Cela étant, même le président malgache qui accueillit avec optimisme et convivialité les 330 congressistes francophones a dû se dire que ces derniers étaient bien ingrats... en permettant à leur président Madiambal Diagne de l'invectiver publiquement - les journaux locaux en firent leurs choux gras - en mettant en cause la loi qu'il a fait voter au mois d'août dernier et qui est décriée par toute la presse locale non gouvernementale, loi relative à la mise en vigueur d'un "Code de la communication médiatisée". Autrement dit une loi jugée méprisante par les journalistes, un texte législatif cadenassant la presse d'information générale et la rabaissant au niveau de la propagande, de la flagornerie politique et finalement de l'autocensure, exactement comme c'est le cas aujourd'hui en Chine ou en Corée du nord.

Il faut dire aussi que de nombreux journaux locaux publièrent, pendant les assises, des articles de protestation contre cette loi, diffusant des affiches et logos "Je suis libre" ou encore évoquant des manifestations de rue, notamment devant le "village de la Francophonie" érigé en marge du Sommet, pour protester contre cette loi.

Mais ceci plaiderait plutôt en faveur de la liberté de la presse et de l'indépendance des journalistes malgaches présents à Antsirabe.

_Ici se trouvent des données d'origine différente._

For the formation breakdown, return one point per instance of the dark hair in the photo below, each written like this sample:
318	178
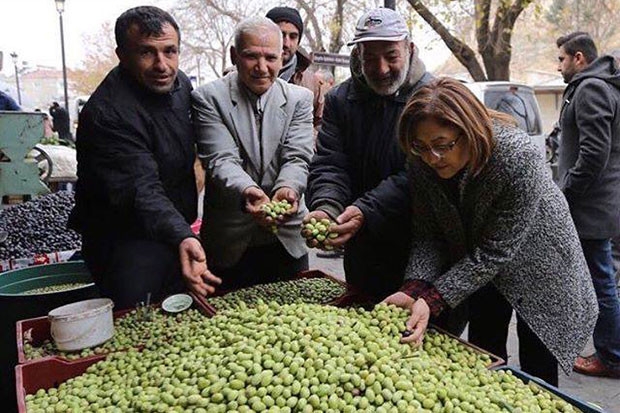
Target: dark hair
149	20
449	102
579	42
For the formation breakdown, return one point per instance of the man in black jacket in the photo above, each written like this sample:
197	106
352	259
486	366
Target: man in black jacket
589	176
136	193
357	176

Sur une vingtaine de journaux édités à Antananarivo en français (souvent avec des pages en malgache et en anglais), plusieurs critiquaient en termes vifs la politique gouvernementale, y compris en matière de gaspillages et de détournement des fonds prévus pour l'organisation du sommet de l'OIF.

Lors de la présentation par Loïc Hervouet (professeur français de journalisme qui a épousé une Malgache), de son remarquable ouvrage "Comprendre les Malgaches", l'une des contributrices, Mme Lovasoa Rabary, rédactrice en chef de L'Express de Madagascar, a répondu à notre question sur le niveau d'indépendance et de liberté de la presse dans son pays. Nous avons été surpris de l'entendre dire qu'il ne fallait pas trop se fier aux commentaires et analyses des journaux, au dynamisme apparent d'une presse d'opposition et d'opinion bien marquée: "c'est davantage le ton et non le fond des articles qui vous parait libre, caustique, critique. La réalité est tout autre, car la précarité des journalistes est souvent telle qu'elle ne leur permet, tout au plus, que d'égratigner le pouvoir en place, non pas de le confondre".

Sans entrer dans le détail des "ateliers", lesquels furent suivis avec assiduité et compétence par tous les assisiens, en particulier les journalistes malgaches, africains et antillais, on se plaira d'épingler la présence, en tant que modératrice, de Colette Braeckman, la spécialiste belge de l'Afrique centrale.